LJUBLJANA, Slovenia — Stunned by the punishing force Yugoslavia's army has unleashed upon them, the people of Slovenia have been riding an emotional roller coaster for the past week.
They are buoyed by their relative success in the first fight to defend independence. But faced with the angry and heavily armed federal forces, many fear they will not long bask in the role of the mouse that roared.
The Slovenes cope by going about their business as best they can, sticking to the inherent industriousness that is part of their Austrian legacy and that has made their republic so prosperous.
Unsure what else they should be doing amid a world turned upside-down, the Slovenes go to school or work or shopping as if by rote, seemingly almost oblivious to the bedlam around them.
Here in this picturesque capital, with its skyline of vaulted church spires and baroque architecture, antiaircraft guns now bristle from the castle clock tower and quaint cobblestone streets are barricaded against attack. Fatigue-clad militiamen carry grenades and submachine guns.
Church bells ring to signal the approach of intimidating aircraft, as well as the usual toll every hour to tell the time.
Bells and air-raid sirens scattered Slovenes to basements and shelters Sunday, when authorities warned by radio that Yugoslav fighter jets had scrambled and appeared headed for Ljubljana.
The few pedestrians out in public after a tense night of waiting and worrying about what the federal army would do--it had threatened a major assault to subdue the rebellious republic--calmly ducked indoors until the all-clear sounded nearly two hours later.
Exploding rockets and gun battles on the city's perimeter since late last week have understandably made Ljubljana residents skittish. Yet sometimes the crash is only thunder from what has become a routine of hot, muggy days that end in torrential rainstorms.
Virtually no one expected fighting in Slovenia, a serene and scenic republic that lays claim in its tourist and trade literature to being "the sunny side of the Alps."
The long-feared civil war was expected to rip through neighboring Croatia, maybe spreading to ethnically mixed Bosnia-Herzegovina, probably drawing in rebellious Kosovo Albanians in time.
Slovenia, a tiny enclave of towering mountains with an amiable population of 2 million, was thought to be immune to factional violence and safe from the wrath of the Serbian-led army.
Even now, despite the confusion of roadblocks and interrupted transport, shops and restaurants are usually open. Ice cream sales are booming in the sticky heat.
There are subtler changes of routine. No longer do couples cuddle along the Ljubljanica embankment, where weeping willows dangle in the gray-green water like spindly fingers.
The statue-lined bridges and walkways of the old quarter are bustling during rush hours, yet eerily empty after dark as Slovenes abandon their ritual after-dinner strolls.

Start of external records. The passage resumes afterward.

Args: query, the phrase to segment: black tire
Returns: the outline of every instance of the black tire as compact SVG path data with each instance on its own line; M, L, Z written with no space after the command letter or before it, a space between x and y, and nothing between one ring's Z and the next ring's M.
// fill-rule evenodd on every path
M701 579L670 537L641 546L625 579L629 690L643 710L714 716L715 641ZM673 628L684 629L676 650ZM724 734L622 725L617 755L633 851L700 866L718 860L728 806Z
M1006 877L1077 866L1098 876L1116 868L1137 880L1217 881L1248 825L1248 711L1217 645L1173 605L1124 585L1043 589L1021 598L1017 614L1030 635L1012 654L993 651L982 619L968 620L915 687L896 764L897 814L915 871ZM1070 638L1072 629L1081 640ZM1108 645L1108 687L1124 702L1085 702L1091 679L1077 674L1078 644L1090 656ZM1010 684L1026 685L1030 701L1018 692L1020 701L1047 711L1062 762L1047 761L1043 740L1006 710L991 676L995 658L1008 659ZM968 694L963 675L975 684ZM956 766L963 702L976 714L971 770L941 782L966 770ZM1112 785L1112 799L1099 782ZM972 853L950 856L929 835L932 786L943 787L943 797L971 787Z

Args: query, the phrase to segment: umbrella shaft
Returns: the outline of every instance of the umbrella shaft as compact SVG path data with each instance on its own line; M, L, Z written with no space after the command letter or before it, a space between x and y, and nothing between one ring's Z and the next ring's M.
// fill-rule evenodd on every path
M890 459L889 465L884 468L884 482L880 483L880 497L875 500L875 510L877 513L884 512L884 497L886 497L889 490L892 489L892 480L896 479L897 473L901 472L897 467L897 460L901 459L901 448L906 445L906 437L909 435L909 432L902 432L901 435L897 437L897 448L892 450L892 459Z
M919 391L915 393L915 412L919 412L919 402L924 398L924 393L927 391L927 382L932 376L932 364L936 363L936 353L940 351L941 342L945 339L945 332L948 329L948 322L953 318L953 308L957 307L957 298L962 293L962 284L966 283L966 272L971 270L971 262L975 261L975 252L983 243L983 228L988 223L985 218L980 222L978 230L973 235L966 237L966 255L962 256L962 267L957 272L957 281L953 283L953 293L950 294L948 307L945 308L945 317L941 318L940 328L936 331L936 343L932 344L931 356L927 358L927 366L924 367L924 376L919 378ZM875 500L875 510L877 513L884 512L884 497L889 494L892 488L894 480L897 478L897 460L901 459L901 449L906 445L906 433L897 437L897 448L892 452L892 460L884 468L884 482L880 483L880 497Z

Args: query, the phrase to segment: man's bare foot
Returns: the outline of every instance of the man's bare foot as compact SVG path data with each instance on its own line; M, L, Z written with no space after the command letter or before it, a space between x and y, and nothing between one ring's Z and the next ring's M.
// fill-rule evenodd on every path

Radios blare from every doorway and open window. Nearly everyone is tuned to Slovenian broadcasts to keep abreast of each nuance in the struggle to resist a forced alliance with the southern Yugoslav republics.
Key intersections and all approaches to Ljubljana are blocked with makeshift barricades--formed by city buses, dump trucks and snowplows--to prevent any military takeover of the republic's parliament or government center.
Fully loaded tractor-trailer rigs bearing Greek and Hungarian license plates have been abandoned by their drivers outside the roadblocks, inadvertently reinforcing the improvised defenses. But they impair city traffic in the process, afflicting Ljubljana's inner streets with gridlock.
Police officers in flak jackets and camouflage caps adorned with the new red-white-and-blue emblem of independent Slovenia direct vehicles around the impediments, calmly advising motorists how best to reach their destinations.
There is little panic even though most of the casualties in the fight to defend Slovenia have been civilians.
There is also little regret about the Slovenian government's declaration of sovereignty and even less hesitation about pressing on.
"We are united now because we are defending our own," said Srecko Javric, a 34-year-old auto mechanic manning a barricade on the road to Maribor.
"Sure, we're afraid," added a chambermaid discussing the latest news with two colleagues on a park bench. "We don't know what is going to happen next. We think Slovenia has right on its side and can win in the end, that we can retain our independence. We're peaceful people, but if they attack us we must fight back."
It has been a David-and-Goliath conflict so far, with the big Yugoslav military's image considerably dimmed. The outmanned and outgunned irregulars of Slovenia's ragtag forces have posted a moral victory by standing up to the federal attack and walking away with the lighter toll.